Specifying the input fields of DataGrabber directly for one subject:
dg.inputs.subject_id = '01'
If we want to start our workflow from creating subgraphs, i.e. running it for more than one subject, we can use another node: IdentityInterface, which is a special use case of iterables. It allows to create Nodes that do simple identity mapping, i.e. Nodes that only work on parameters/strings.
infosource = Node(IdentityInterface(fields=["subject_id"]),
name="infosource")
# Run a workflow iterating over various inputs using the iterables attribute of nodes --> splits up the workflow
infosource.iterables = [("subject_id", subj_list)]

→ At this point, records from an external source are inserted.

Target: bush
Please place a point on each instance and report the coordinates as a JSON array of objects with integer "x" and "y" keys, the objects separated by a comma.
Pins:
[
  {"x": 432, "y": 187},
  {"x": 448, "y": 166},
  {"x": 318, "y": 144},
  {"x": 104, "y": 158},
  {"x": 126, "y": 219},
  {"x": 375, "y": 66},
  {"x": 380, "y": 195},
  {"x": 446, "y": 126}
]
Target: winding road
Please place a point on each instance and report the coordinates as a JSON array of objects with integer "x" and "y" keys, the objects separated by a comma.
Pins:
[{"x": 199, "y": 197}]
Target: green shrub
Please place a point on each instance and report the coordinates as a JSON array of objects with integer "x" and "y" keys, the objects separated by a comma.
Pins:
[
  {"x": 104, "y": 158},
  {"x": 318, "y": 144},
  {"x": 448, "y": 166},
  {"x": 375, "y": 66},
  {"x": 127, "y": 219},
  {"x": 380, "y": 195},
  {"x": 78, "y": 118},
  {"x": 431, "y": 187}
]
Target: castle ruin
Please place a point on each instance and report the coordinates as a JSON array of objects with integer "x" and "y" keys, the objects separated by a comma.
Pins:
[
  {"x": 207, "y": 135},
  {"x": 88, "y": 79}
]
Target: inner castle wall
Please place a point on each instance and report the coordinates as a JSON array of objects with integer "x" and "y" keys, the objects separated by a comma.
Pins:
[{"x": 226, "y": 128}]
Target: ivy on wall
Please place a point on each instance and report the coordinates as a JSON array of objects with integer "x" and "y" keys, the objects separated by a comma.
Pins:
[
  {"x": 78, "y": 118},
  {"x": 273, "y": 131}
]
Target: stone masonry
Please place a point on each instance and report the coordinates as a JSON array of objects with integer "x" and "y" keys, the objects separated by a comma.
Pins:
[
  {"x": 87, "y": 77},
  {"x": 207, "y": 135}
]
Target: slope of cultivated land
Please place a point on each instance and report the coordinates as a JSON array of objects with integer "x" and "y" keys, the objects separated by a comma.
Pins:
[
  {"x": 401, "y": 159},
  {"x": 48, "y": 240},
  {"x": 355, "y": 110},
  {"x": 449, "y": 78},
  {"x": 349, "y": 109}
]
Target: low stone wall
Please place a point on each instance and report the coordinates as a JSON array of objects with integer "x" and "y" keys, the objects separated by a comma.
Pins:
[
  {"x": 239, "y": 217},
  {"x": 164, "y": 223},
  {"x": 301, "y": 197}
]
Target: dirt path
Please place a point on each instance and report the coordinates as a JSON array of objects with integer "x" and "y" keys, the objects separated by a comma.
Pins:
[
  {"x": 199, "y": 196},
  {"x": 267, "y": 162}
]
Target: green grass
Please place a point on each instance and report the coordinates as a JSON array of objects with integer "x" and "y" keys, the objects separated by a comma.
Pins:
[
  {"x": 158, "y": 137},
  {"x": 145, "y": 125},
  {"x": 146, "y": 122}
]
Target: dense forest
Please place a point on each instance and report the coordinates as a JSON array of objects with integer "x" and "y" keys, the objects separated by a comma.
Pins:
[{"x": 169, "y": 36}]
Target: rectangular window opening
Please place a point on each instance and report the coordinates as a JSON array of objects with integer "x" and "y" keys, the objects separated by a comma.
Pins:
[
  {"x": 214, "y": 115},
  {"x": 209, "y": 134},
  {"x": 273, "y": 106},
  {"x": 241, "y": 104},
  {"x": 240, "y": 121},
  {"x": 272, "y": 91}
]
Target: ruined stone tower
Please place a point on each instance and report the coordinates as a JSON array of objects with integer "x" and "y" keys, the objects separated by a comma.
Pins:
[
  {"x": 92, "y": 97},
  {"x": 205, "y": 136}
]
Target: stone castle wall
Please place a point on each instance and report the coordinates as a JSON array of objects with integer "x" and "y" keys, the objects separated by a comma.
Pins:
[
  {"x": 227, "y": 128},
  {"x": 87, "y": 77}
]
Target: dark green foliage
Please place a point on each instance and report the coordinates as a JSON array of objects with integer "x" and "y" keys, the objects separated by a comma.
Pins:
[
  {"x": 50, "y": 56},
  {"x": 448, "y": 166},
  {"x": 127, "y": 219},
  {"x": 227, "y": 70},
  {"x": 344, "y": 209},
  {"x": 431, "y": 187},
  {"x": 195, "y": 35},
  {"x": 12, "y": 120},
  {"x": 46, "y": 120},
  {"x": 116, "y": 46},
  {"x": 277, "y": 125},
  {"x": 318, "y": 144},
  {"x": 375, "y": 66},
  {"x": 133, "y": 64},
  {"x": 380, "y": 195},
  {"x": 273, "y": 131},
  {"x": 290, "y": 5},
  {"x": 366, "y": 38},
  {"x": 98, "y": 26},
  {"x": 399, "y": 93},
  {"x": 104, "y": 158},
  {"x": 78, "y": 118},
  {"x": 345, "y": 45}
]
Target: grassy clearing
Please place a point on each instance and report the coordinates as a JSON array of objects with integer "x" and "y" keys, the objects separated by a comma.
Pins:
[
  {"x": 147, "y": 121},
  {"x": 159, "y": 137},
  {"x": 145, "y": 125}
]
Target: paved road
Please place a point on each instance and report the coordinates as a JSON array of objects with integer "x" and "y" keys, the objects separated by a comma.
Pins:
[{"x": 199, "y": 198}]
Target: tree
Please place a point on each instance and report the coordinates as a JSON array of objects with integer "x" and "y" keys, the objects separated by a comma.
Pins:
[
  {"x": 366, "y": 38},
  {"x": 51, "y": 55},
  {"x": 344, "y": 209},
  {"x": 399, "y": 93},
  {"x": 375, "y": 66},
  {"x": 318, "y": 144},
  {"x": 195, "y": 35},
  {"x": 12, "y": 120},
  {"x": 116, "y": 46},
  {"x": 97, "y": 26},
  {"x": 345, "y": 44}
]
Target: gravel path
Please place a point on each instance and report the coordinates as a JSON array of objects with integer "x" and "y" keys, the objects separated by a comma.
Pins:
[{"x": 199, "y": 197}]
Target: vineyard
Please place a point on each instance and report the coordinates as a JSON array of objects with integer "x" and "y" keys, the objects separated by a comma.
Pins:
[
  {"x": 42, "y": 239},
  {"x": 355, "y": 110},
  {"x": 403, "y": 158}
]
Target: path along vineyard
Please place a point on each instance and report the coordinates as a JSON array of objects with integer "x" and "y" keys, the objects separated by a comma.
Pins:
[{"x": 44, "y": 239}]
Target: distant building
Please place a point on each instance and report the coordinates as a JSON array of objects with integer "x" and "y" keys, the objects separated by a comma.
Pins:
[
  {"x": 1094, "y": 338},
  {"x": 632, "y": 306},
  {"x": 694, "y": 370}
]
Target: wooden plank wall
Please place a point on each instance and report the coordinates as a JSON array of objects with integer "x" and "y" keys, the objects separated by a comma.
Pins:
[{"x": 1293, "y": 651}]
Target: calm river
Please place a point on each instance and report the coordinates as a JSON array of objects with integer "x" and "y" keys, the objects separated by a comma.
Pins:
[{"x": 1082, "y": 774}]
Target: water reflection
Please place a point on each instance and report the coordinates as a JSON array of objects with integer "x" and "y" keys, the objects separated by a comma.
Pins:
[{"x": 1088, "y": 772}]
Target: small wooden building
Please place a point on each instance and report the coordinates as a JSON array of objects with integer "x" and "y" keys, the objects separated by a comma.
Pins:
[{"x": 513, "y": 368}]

# Connect the nodes and run the workflow
wf_input.connect([(infosource, dg, [("subject_id", "subject_id")])])
wf_input.run()
240613-06:56:04,896 nipype.workflow INFO:
Workflow data_input settings: ['check', 'execution', 'logging', 'monitoring']
240613-06:56:04,903 nipype.workflow INFO:
Running serially.
240613-06:56:04,904 nipype.workflow INFO:
[Node] Setting-up "data_input.dg" in "/home/jovyan/neurodesktop-storage/output/working_dir/data_input/_subject_id_01/dg".
240613-06:56:04,906 nipype.workflow INFO:
[Node] Executing "dg" <nipype.interfaces.io.DataGrabber>
240613-06:56:04,908 nipype.workflow INFO:
[Node] Finished "dg", elapsed time 0.000506s.
240613-06:56:04,910 nipype.workflow INFO:
[Node] Setting-up "data_input.dg" in "/home/jovyan/neurodesktop-storage/output/working_dir/data_input/_subject_id_02/dg".
240613-06:56:04,913 nipype.workflow INFO:
[Node] Executing "dg" <nipype.interfaces.io.DataGrabber>
240613-06:56:04,914 nipype.workflow INFO:
[Node] Finished "dg", elapsed time 0.000332s.
<networkx.classes.digraph.DiGraph at 0x7f5f6ca78dd0>
3.6. Data Output#
A workflow working directory is like a cache containing the outputs of various processing stages and various extraneous information such as execution reports, hashfiles determining the input state of processes.
!tree output/working_dir/smoothflow/ -I '*js|*dot|*png|*html|*json'
output/working_dir/smoothflow/
├── mask
│ ├── _inputs.pklz
│ ├── _node.pklz
│ ├── _report
│ │ └── report.rst
│ ├── command.txt
│ ├── result_mask.pklz
│ └── sub-01_T1w_smooth_masked.nii.gz
├── skullstrip
│ ├── _inputs.pklz
│ ├── _node.pklz
│ ├── _report
│ │ └── report.rst
│ ├── command.txt
│ ├── result_skullstrip.pklz
│ └── sub-01_T1w_brain_mask.nii.gz
└── smooth
├── _inputs.pklz
├── _node.pklz
├── _report
│ └── report.rst
├── command.txt
├── result_smooth.pklz
└── sub-01_T1w_smooth.nii.gz
6 directories, 18 files
Data output modules allow to restructure and rename computed output and to spatially differentiate relevant output files from the temporary computed intermediate files in the working directory.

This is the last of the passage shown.